Three things you need to know in the financial markets this morning from investment writer, Tony Cross.
Smith & Nephew
There’s a Q4 update from Smith & Nephew [LON:SN] out this morning. The company is arguably something of an outlier when it comes to the medical sector as COVID is pressuring performance. The company’s orthopaedic division supports elective surgeries that have typically been side-lined by the pandemic, although the advance wound and trauma business has been more resilient. Q4 revenues are expected to be down 7%, with full year revenues now expected to be 12% lower.
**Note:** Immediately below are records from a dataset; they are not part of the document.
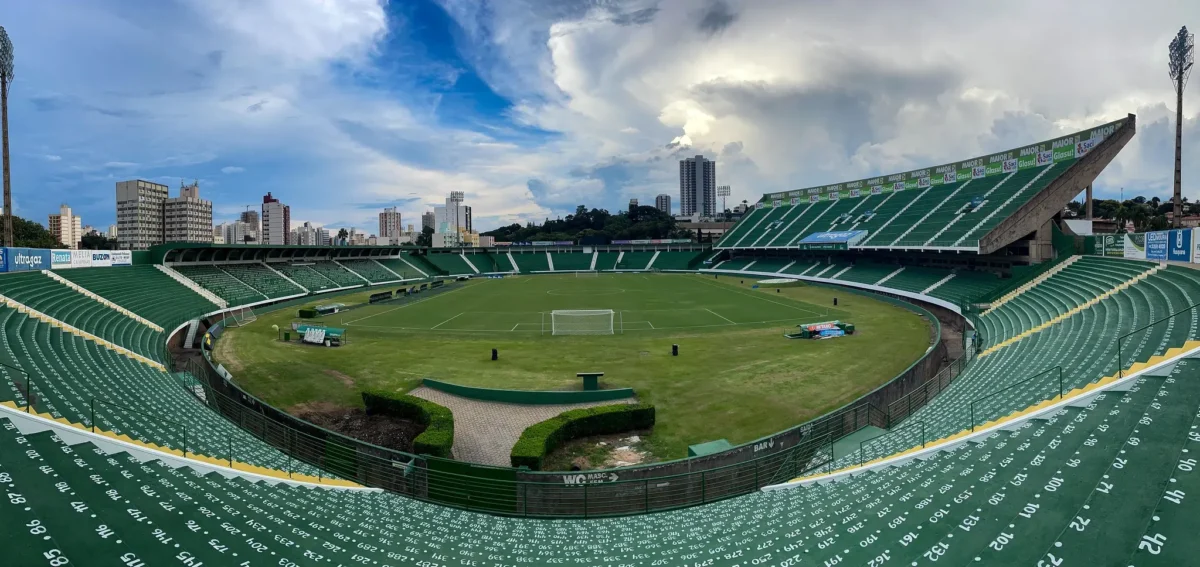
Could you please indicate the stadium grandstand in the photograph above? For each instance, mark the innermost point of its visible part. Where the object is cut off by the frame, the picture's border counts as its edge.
(1061, 436)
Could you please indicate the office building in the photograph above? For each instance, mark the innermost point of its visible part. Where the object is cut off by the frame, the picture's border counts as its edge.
(697, 186)
(389, 222)
(139, 215)
(66, 227)
(276, 221)
(187, 218)
(663, 202)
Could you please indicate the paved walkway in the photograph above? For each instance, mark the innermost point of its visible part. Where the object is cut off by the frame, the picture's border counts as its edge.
(485, 431)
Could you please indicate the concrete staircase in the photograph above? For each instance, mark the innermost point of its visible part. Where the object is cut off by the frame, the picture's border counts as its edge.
(102, 300)
(193, 286)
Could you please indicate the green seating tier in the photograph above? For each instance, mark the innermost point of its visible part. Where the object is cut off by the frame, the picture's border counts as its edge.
(145, 291)
(222, 284)
(81, 311)
(340, 275)
(531, 261)
(571, 261)
(369, 269)
(306, 276)
(450, 263)
(634, 261)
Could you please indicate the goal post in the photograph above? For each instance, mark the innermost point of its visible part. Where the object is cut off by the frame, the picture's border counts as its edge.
(581, 322)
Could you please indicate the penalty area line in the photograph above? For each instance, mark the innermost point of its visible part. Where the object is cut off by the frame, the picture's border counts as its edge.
(719, 315)
(447, 321)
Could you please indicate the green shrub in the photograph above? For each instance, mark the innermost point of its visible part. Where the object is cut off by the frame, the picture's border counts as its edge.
(544, 437)
(438, 421)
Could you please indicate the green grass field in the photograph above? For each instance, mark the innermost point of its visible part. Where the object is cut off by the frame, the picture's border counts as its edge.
(736, 376)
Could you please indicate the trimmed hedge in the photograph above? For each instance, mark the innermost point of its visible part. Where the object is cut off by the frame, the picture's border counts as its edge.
(438, 435)
(544, 437)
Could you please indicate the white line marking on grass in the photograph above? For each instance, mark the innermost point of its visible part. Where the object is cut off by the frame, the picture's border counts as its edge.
(405, 305)
(759, 296)
(447, 321)
(719, 315)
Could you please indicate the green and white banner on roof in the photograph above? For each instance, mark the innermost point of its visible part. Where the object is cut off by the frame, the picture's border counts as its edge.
(1050, 151)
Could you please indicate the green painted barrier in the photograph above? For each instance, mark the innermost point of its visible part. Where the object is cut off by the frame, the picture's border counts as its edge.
(533, 398)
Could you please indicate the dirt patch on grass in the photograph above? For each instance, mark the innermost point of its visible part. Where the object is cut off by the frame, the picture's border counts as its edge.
(346, 380)
(600, 452)
(353, 422)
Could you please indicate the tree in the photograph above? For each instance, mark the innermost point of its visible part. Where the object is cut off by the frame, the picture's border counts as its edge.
(426, 237)
(97, 242)
(31, 234)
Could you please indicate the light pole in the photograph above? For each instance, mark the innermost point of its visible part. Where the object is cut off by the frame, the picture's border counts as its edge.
(5, 78)
(1180, 59)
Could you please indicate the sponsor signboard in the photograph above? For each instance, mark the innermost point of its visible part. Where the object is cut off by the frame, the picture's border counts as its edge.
(24, 260)
(1134, 246)
(1156, 244)
(101, 257)
(1179, 245)
(1042, 154)
(81, 258)
(60, 258)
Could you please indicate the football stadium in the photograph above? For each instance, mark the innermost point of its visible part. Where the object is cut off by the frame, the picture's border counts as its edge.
(923, 366)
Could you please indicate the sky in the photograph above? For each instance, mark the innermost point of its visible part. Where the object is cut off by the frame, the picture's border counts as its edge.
(532, 107)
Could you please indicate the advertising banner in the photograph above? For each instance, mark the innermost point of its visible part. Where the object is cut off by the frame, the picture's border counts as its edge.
(81, 258)
(1179, 248)
(101, 257)
(1111, 245)
(24, 260)
(1134, 246)
(1156, 244)
(123, 257)
(1071, 147)
(60, 258)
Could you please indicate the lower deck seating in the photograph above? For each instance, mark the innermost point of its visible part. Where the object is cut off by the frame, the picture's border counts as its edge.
(219, 281)
(450, 263)
(340, 275)
(143, 290)
(369, 269)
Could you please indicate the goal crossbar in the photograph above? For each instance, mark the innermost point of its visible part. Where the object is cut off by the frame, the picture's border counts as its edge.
(581, 322)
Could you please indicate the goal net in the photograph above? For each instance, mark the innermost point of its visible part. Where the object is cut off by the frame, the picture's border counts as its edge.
(581, 322)
(241, 316)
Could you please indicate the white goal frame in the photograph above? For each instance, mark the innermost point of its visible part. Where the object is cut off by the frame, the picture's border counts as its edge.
(582, 322)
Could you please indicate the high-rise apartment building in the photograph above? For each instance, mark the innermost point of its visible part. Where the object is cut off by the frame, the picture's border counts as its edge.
(276, 221)
(139, 216)
(663, 202)
(187, 218)
(697, 186)
(66, 227)
(389, 224)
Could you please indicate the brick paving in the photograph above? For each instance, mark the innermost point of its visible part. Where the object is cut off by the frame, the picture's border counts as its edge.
(485, 431)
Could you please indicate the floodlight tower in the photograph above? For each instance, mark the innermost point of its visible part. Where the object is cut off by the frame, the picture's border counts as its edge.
(5, 78)
(456, 201)
(1180, 59)
(724, 191)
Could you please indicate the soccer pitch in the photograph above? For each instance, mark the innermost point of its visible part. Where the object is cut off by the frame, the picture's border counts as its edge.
(642, 303)
(736, 376)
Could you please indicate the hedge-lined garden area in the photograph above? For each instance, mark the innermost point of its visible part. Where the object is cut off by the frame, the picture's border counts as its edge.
(544, 437)
(438, 435)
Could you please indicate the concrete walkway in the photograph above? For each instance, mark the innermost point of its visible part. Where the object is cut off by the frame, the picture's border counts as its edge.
(485, 431)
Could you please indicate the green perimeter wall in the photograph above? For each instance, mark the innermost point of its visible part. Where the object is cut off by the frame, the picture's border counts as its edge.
(533, 398)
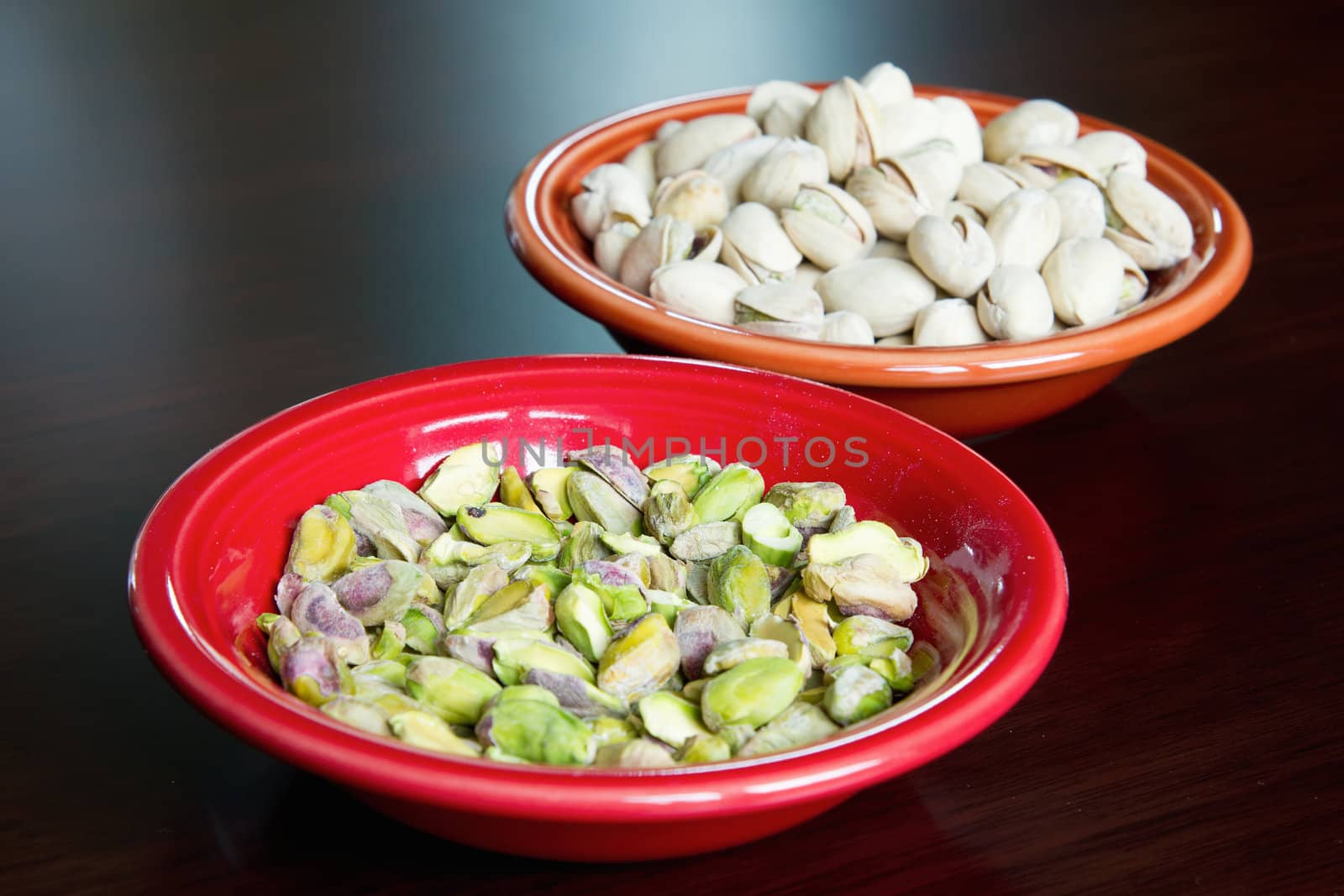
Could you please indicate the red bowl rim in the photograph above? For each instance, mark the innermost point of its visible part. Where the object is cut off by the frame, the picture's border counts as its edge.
(571, 275)
(296, 734)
There’s also a trading update out from JD Sports [LON:JD] this morning and the baked-in profit upgrade will provide some cheer for investors. For the full year to Jan 31st, forecasts had been for a profit in the region of £295m to be posted – the company now expects that number to be at least £400m, even in light of operational restrictions caused by the latest lockdown. The company adds that it expects stores in the UK to remain closed until at least Easter although guides that profits for the coming year will add a further 10% to the forthcoming figure.
Finally, a note from easyJet [LON:EZJ] who have this morning advised the market they have received a £1.4bn loan from the UK government across the next five years. Perhaps for investors the most critical line in the note is regarding dividends. Although loans of this nature come with restrictive covenants around shareholder payments, these are apparently compatible with the existing dividend policy. This takes the total additional liquidity secured since the beginning of the pandemic to £4.5bn.